Nome complicado de dizer, música simples de digerir e conquistar – assim podem ser descritos os Hurray for the Riff Raff.
É um daqueles fenómenos que parece já não ocorrer hoje em dia – com tantos canais de onde podem surgir novas descobertas musicais, os Hurray for the Riff Raff nunca se aproximaram de nenhum dos radares que tenho espalhados, qual Câmara Municipal de Lisboa à caça do motorista incauto. E no entanto, eis que existem desde 2007. Eis que já contam com oito álbuns na sua carreira. Eis que Alynda Segarra, que é a banda em si, é um poço de vida e que merece ser escutada.
LIFE ON EARTH surgir em Fevereiro. Como já lá vão uns meses, nem sei precisar como lá cheguei, mas o que importa é que desde então ficou a maturar, sempre em lume brando, aparecendo aqui e ali nas escutas aleatórias a que às vezes recorro para ser surpreendido pelo algoritmo. E as músicas foram entrando, primeiro a provavelmente mais catchy de todas, “RHODODENDRON“, um folk indie saboroso e aconchegante. Seguiu-se um trio de músicas delicadas e subtis que me faziam sempre olhar para o ecrã para ver de quem eram – “LIFE ON EARTH” canção, “ROSEMARY’S TEARS” e “nightqueen” e tornou-se inevitável ouvir o álbum de uma ponta à outra. Recorrentemente. Sucessivamente. Até ser conquistado pela beleza e aparente simplicidade que lhe está inerente em cada canção, em cada recanto, em cada verso que Alynda nos atira.
Segarra podia ser um porta-estandarte, uma amostra física do que é ser americana no século XXI. Com raízes porto riquenhas, cresceu no Bronx mas cedo percebeu que queria mais. Percorreu o país de comboio e boleias, só com uma mochila às costas, descobrindo-o, absorvendo-o, até se decidir por Nova Orleães como poiso para se dedicar à música. Uma “nature punk” como a própria se descreve, activista, não por acaso o nome da banda serve para celebrar os riff raff – forasteiros e indigentes que ameaçavam o status quo: “a ralé, os esquisitos e os poetas, as mulheres rebeldes e as ativistas” que a sociedade desconsidera. De tocar nas ruas aos concertos, aos discos em editoras independentes foi um saltinho e, repetindo-me, eis que já tem oito álbuns na sua bagagem.

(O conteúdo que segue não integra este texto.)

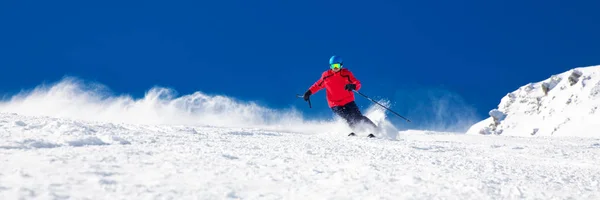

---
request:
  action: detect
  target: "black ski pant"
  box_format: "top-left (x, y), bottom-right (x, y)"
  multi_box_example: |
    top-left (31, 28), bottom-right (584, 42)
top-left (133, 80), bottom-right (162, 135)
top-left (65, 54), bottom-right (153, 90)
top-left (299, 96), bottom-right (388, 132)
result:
top-left (331, 101), bottom-right (377, 130)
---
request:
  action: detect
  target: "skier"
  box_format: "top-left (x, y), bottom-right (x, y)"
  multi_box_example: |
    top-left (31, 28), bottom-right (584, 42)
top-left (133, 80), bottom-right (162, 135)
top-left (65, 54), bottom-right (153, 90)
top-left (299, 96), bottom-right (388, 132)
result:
top-left (303, 55), bottom-right (377, 137)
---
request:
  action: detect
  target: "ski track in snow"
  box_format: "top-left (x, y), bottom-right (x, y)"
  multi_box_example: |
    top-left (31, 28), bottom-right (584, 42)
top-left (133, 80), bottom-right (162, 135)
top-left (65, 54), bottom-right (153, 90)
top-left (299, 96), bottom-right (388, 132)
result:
top-left (0, 111), bottom-right (600, 199)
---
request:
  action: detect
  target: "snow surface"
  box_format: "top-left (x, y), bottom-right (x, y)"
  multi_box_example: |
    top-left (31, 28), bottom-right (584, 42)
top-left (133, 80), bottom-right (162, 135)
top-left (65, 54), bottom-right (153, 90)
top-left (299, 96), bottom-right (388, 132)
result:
top-left (0, 76), bottom-right (600, 199)
top-left (467, 66), bottom-right (600, 137)
top-left (0, 114), bottom-right (600, 199)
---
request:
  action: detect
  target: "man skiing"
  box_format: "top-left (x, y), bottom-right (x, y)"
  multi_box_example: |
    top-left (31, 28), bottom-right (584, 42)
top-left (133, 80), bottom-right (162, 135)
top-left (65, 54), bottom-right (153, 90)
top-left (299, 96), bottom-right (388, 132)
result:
top-left (303, 55), bottom-right (377, 137)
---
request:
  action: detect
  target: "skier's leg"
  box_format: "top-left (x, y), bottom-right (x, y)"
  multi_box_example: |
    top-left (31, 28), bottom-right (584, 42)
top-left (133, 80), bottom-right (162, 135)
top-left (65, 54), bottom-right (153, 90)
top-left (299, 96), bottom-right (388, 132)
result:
top-left (331, 106), bottom-right (356, 136)
top-left (331, 106), bottom-right (353, 125)
top-left (345, 101), bottom-right (377, 131)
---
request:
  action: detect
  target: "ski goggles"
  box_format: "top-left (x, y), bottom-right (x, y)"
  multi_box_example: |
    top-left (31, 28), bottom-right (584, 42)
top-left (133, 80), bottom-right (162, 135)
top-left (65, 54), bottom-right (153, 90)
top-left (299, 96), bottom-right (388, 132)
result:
top-left (330, 63), bottom-right (342, 69)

Não podia terminar esta crónica sem mencionar a pérola perfeita de LIFE ON EARTH – “PRECIOUS CARGO”, uma ode dedicada aos refugiados e imigrantes que fogem dos seus países em busca de melhores condições de vida. Com uma sonoridade de fundo trip-hop, absorver tudo o que ali é retratado é desolador, inquietante, sobretudo quando entra em “cena” a voz de um detido no I.C.E., os centros de detenção de emigrantes nos EUA onde a própria Alynda passou uns tempos a trabalhar na defesa dos seus direitos.
Neste momento, a poucas semanas de se fechar a votação para os tops do ano, é claro como a água que faz o nosso planeta especial que LIFE ON EARTH lá estará. Quem não o escutou estranhará. Quem por lá passou os ouvidos anuirá.